Structural and Topological Nature of Plasticity in Sheared Granular Materials

TL;DR

This paper investigates the microscopic origins of plasticity in sheared granular materials, revealing that structural defects called coplanar tetrahedra flips are key to understanding deformation and shear band formation.

Contribution

It identifies coplanar tetrahedra flips as the microscopic structural defects responsible for plasticity in disordered granular packings, using advanced tomography techniques.

Findings

Coplanar tetrahedra are key structural defects in granular plasticity.

Plastic events are discrete neighbor-switching flips of tetrahedra.

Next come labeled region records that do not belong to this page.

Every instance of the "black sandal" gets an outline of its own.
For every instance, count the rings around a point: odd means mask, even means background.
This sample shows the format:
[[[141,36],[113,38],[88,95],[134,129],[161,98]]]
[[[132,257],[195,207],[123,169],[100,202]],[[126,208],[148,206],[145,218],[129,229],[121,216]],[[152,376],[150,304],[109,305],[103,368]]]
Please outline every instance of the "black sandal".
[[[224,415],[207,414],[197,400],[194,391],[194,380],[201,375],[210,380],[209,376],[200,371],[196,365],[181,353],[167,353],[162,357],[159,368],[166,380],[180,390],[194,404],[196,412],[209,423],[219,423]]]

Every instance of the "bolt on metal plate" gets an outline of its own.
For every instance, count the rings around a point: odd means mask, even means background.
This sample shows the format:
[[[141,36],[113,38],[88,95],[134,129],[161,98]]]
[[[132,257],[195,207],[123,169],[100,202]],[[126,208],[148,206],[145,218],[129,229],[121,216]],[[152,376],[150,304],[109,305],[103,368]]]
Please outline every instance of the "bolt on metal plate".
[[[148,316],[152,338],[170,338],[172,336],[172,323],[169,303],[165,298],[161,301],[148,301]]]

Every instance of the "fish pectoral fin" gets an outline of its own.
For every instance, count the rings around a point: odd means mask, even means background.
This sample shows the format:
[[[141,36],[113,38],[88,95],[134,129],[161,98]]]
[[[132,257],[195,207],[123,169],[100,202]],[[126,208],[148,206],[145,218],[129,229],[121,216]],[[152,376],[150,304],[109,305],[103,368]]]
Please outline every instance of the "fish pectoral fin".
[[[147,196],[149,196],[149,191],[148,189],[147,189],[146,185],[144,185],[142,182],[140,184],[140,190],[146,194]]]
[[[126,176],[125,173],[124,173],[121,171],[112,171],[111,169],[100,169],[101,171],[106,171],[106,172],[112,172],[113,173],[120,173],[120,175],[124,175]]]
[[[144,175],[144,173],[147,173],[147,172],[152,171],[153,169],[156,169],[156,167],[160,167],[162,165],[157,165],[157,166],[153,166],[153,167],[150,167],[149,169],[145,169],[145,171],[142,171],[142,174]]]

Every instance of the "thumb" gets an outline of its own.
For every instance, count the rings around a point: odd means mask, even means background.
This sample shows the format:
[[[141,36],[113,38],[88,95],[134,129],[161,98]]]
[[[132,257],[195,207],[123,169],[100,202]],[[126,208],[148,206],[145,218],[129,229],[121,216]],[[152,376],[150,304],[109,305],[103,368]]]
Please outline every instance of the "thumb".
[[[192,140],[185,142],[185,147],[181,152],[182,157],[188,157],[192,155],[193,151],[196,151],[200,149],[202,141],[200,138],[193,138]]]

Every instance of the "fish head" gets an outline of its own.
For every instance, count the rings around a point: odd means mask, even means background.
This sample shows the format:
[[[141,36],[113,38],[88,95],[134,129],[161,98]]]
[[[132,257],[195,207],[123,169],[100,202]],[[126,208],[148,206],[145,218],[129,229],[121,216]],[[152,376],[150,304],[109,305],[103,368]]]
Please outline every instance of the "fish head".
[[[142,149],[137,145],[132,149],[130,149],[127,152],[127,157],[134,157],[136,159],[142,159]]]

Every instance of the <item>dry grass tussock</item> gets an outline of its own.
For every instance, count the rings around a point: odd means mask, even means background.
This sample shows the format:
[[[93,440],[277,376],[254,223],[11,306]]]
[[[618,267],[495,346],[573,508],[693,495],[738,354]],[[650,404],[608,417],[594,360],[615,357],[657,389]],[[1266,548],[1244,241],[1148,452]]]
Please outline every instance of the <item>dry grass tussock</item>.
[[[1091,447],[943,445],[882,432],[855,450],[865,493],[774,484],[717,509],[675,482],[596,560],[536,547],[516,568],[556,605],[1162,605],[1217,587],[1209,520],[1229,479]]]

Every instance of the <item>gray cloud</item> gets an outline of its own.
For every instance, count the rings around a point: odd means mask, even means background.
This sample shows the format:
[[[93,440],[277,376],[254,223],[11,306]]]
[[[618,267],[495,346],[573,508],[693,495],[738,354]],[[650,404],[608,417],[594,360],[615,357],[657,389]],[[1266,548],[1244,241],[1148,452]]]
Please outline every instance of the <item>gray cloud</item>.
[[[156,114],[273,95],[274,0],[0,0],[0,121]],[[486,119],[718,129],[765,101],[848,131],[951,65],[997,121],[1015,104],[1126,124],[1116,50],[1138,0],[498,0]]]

Flip events align with principal stress directions.

Abstract

Upon mechanical loading, granular materials yield and undergo plastic deformation. The nature of plastic deformation is essential for the development of the macroscopic constitutive models and the understanding of shear band formation. However, we still do not fully understand the microscopic nature of plastic deformation in disordered granular materials. Here we used synchrotron X-ray tomography technique to track the structural evolutions of three-dimensional granular materials under shear. We establish that highly distorted coplanar tetrahedra are the structural defects responsible for microscopic plasticity in disordered granular packings. The elementary plastic events occur through flip events which correspond to a neighbor switching process among these coplanar tetrahedra (or equivalently as the rotation motion of 4-ring disclinations). These events are discrete in space and possess specific orientations with the principal stress direction.